The third step of the RCIA is a time for spiritual purification and enlightenment. It spans the season of Lent and culminates at the Easter Vigil when those to be initiated are baptized, confirmed and share in the Eucharist for the first time. Lent is an especially appropriate time for this final step of reflection and examination of one’s motivation. The season of Lent is like a spiritual retreat calling all of us to a renewal of heart and recommitment to our baptismal promises. Once again we pledge ourselves to a gospel way of living, to discipleship of Jesus Christ, and to witnessing his message to all whom we meet.
Lent literally means “lengthening of days,” or the “coming of springtime.” How deeply the hearts of contemporary men and women long for a springtime of new hope and possibility amidst the world’s many disappointments and broken promises. And each of us knows of our own inner brokenness and of places in our hearts that need conversion and healing.
Year after year the Church wisely offers a specific time for purifying our innermost desires – a time for journeying from darkness to light. Just as light and new life return to the earth every springtime, so during Lent does the Christian family return to its original vision of life and rebirth through prayer, fasting, almsgiving – all with special attention to the word of God.
Parishioners begin their journey through Lent to Easter by receiving ashes rubbed on their foreheads in the sign of a cross – a reminder of the cross we are all called to live and embrace. Once again the parish enters its season of repentance, renewal and recommitment to spread the gospel message to a world that needs to hear the hopeful, healing Word of God.

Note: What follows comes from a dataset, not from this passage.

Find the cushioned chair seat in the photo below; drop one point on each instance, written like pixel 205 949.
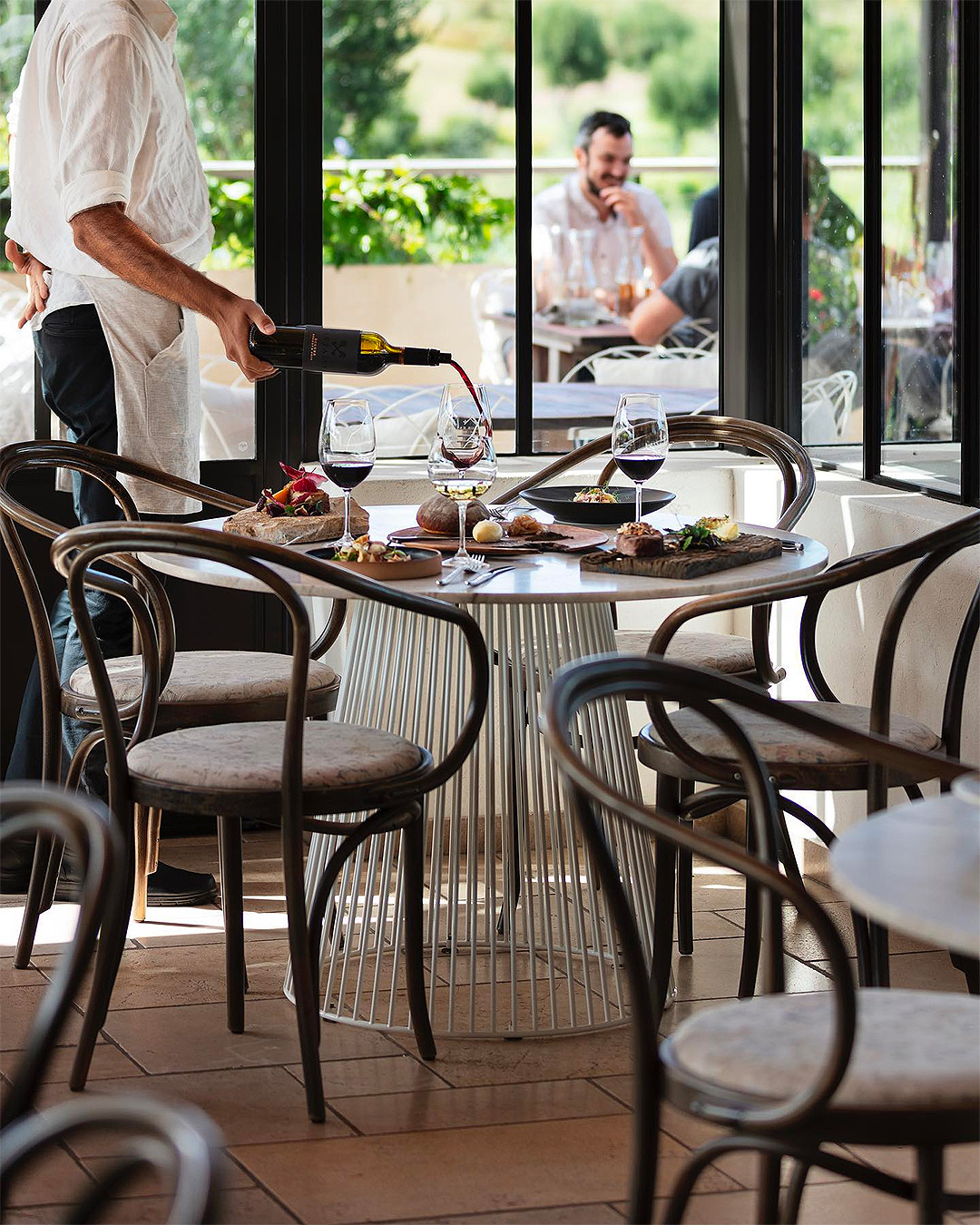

On the First Sunday of Lent, the parish and diocesan community confirm the Catechumen’s readiness for initiation. In a ceremony called Rite of Election, the pastor comes and blesses the Catechumens and candidates. Then, in the name of all the People of God, he calls them by name and invites them to proceed to the Easter sacraments of initiation. From this moment on, those chosen to be initiated are called the Elect. Their names are written in the Book of the Elect. With prayer and support from the entire congregation, the Elect now begin the last and most intensive weeks of their journey to Baptism. The bishop comes to meet the Elect during lent and witness the Book of the Elect.
On the Sundays of Lent as they join with the parishioners for Sunday worship, the Elect sit in special place of honor within the congregation. During Lent the parish community will present to each of the Elect two of its ancient living statements of faith and worship: the Creed and The Lord’s Prayer. These treasures of our Christian heritage, recited at every Sunday Eucharist, proclaim the core of our Christian beliefs of our relationship with God who cares for us like a loving parent. On the Third, Fourth and Fifth Sundays of Lent, the RCIA offers special rites called scrutinies during Sunday Masses. In each scrutiny the community prays that the Elect be enlightened and purified and any evil influences within their hearts will be removed by the grace of God as the gospel stories promise.
The Gospels proclaimed on these three Sundays tell of dramatic events reminding both the Elect and all of us that the journey from sin and death to everlasting life is the promise of Jesus Christ and the vocation of every Christian. In the Gospel of the Third Sunday, Jesus meets the woman at the well. Like this woman who, in the presence of Jesus, faced all of the falsehood about herself, the Elect and all the faithful are reminded that they must never put too much trust in themselves or in their own fragile abilities.
In the Gospel of the Fourth Sunday, Jesus heals the man born blind. Like this man, the Elect and each of us are challenged to open our eyes and to begin to see with our hearts.
The Gospel of the Fifth Sunday announces the ultimate promise of Jesus Christ as Savior. Jesus raises his friend Lazarus from the tomb. The message is clear. Whatever entombs any one of us, wherever we are spiritually dead, that’s exactly where Jesus calls us forth to new freedom through our dying and rising with him on the day of our Baptism.